O Luís XVI da nossa era - Cada regime, em seu ocaso, é caracterizado por lideranças cuja principal característica é a inabilidade de compreender a realidade em que vivem. Donald Trump é o Luís XVI da nossa era: um homem poderoso demais para ser ignorado, mas desconectado demais da realidade para compreender as forças históricas que o cercam.
No dia da Queda da Bastilha, 14 de julho de 1789, o diário pessoal de Luís XVI registrava laconicamente: "nada" – referindo-se à sua jornada de caça malsucedida. Enquanto Paris explodia em revolução e os fundamentos de sua ordem monárquica desmoronavam, o rei estava preocupado com a ausência de animais para abater.
Trump, em seus tuítes e declarações, oferece testemunho similar de desconexão entre percepção pessoal e realidade histórica.

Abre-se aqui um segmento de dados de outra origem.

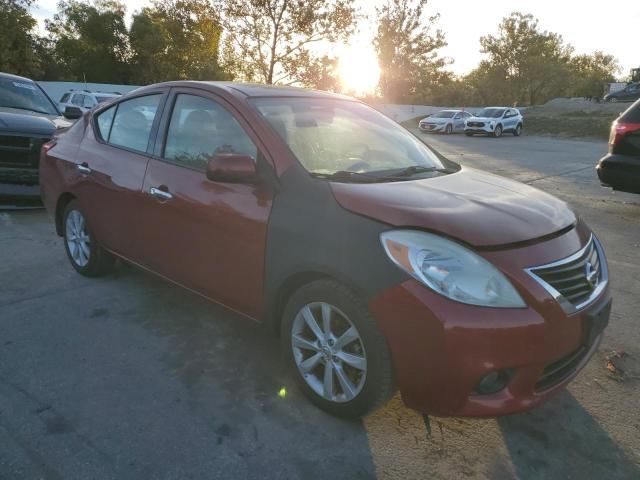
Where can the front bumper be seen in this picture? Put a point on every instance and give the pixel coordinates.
(442, 349)
(620, 172)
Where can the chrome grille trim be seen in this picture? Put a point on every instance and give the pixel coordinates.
(566, 279)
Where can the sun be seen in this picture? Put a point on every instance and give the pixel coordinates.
(358, 69)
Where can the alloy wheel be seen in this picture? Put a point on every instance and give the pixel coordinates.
(77, 238)
(329, 352)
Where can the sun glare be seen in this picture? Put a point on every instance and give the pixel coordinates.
(359, 69)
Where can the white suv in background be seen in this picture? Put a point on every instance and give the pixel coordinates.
(84, 99)
(495, 121)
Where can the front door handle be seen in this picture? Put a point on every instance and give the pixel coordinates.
(83, 168)
(160, 194)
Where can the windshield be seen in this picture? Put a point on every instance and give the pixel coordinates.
(25, 95)
(491, 113)
(444, 114)
(335, 136)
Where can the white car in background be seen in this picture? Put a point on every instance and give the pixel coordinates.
(494, 121)
(445, 121)
(85, 100)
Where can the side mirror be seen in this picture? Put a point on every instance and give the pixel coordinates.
(72, 113)
(232, 168)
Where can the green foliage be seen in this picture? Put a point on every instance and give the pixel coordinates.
(17, 53)
(269, 41)
(90, 40)
(524, 64)
(407, 45)
(591, 72)
(175, 40)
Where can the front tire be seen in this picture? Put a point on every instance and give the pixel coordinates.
(87, 257)
(336, 352)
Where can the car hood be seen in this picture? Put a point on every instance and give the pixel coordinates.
(24, 121)
(477, 208)
(482, 119)
(436, 120)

Enquanto a ordem internacional que sustentou a hegemonia americana por oito décadas se fragmenta sob o peso de suas próprias contradições, ele permanece obcecado com ratings televisivos, disputas pessoais e a fantasia de que pode resolver complexidades geopolíticas milenares por meio de ultimatos comerciais.
A História, contudo, não espera pela compreensão de seus protagonistas. Move-se com ou sem eles, e frequentemente apesar deles. O G20-1 não seria apenas um evento diplomático, mas um símbolo de que a humanidade está pronta para escrever seu próximo capítulo sem depender da tutela de impérios em declínio ou da sabedoria de reis que confundem poder com realidade.
A Bastilha já está cercada. Resta apenas escolher se queremos ser espectadores ou protagonistas de sua queda.
* Este é um artigo de opinião, de responsabilidade do autor, e não reflete a opinião do Brasil 247.